It’s not always easy to get excited about x.1 updates to software since they are usually just bug fixes, but Blackmagic actually added a ton of new features in DaVinci Resolve 18.1.
Among them is something that professional colorist Darren Mostyn found incredibly interesting – a new quick sky replacement tool. He created a step-by-step guide on how to use it and what not to do. It doesn’t even require getting into the more technical Fusion controls either.
This is a helpful tool to have in your back pocket since no matter how well you plan you can’t always control how interesting the sky is going to look on any particular day.
The usual method is to key out the sky, find some stock footage, and then just superimpose the image on the background.
He shows off how that looks and then shows off a sky replacement that was created entirely within Resolve using the new tool and I must admit that it looks quite good.
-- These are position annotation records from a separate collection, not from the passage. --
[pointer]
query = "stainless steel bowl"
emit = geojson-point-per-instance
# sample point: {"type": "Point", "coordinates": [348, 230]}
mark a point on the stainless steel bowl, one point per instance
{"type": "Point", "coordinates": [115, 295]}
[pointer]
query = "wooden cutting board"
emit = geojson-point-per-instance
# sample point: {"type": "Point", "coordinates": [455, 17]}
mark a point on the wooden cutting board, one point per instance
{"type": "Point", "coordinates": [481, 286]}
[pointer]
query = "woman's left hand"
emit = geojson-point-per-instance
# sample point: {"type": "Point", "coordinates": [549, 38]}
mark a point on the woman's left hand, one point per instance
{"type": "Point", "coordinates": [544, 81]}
In the new OpenFX list there is a specific Sky Replacement tool now and that is what we are working with today.
You can work with it on the Color page and can either drag and drop it onto a node or use an Effects node for a little more control.
Using a single node with the effect simply dropped on you’ll need to tell it what part of the scene is the sky. You can go about this a number of ways.
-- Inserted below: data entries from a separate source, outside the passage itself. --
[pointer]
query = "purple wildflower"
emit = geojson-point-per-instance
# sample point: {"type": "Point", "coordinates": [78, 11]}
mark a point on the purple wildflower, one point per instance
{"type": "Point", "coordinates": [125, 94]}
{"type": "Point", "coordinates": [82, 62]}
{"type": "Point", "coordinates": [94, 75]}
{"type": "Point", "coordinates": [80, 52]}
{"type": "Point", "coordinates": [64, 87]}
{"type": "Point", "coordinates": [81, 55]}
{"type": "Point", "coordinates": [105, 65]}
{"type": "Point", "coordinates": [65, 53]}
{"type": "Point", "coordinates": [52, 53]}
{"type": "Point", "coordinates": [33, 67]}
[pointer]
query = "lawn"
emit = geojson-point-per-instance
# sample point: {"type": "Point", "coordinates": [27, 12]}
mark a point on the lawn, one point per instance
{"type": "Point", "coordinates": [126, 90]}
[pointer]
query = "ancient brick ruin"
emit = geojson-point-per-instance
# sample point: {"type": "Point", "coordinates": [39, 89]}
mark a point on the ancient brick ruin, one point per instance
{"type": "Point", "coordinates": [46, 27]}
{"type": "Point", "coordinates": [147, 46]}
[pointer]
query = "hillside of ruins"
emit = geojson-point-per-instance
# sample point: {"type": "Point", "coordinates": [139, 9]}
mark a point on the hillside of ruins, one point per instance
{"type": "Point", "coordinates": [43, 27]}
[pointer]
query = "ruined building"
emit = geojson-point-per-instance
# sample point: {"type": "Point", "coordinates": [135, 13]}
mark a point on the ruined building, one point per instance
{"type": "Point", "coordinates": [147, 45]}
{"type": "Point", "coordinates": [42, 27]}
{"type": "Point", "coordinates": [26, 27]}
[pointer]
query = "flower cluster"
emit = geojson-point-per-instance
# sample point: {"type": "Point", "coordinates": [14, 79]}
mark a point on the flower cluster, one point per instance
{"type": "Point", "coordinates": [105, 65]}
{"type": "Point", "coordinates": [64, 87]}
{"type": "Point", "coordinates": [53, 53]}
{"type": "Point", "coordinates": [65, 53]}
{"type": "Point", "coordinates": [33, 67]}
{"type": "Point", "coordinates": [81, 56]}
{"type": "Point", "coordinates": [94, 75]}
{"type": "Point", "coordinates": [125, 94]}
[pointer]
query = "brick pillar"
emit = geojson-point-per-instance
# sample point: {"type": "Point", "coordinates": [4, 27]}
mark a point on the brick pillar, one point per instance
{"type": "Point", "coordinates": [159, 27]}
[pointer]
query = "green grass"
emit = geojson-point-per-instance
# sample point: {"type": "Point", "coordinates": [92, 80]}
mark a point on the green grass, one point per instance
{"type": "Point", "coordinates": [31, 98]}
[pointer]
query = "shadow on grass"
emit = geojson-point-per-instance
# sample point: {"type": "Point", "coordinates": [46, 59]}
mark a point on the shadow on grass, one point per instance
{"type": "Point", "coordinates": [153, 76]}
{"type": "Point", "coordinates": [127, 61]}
The first option is to use a mask, like the magic mask to do a quick key and then some tweaking.
Then just increasing the opacity on the sky replacement tool you should see the new sky start to take form. You can also blend that with the original for a more natural look.
With an FX Node added to the chain, you have a few more tools. With them properly connected you can use a qualifier tool on the original node to key out the sky. You can then feed this key directly into your FX node.
In the sky replacement tool, you have a ton of options. First, you’ll want to refine the mask as you need. The cleaner the mask the better the results. Bring up the sky opacity to get a look at the sky. You can change color and softness with ease.
There is a second set of options for the clouds. Resolve will in fact generate clouds for your background here. Turn up the cloud opacity to reveal them. You can change scale, shape, tilt, detail, and more. You can really dial this in and animate it over time.
Compared to stock footage you can get the image exactly as you want for the foreground. Even if the shot has movement there is a built-in tracking tool to match the motion. It’ll track or use keyframes to get the movement looking right.
That is a shockingly powerful tool that they added and should be fun to play around with.
What do you think about Resolve’s new Sky Replacement effect?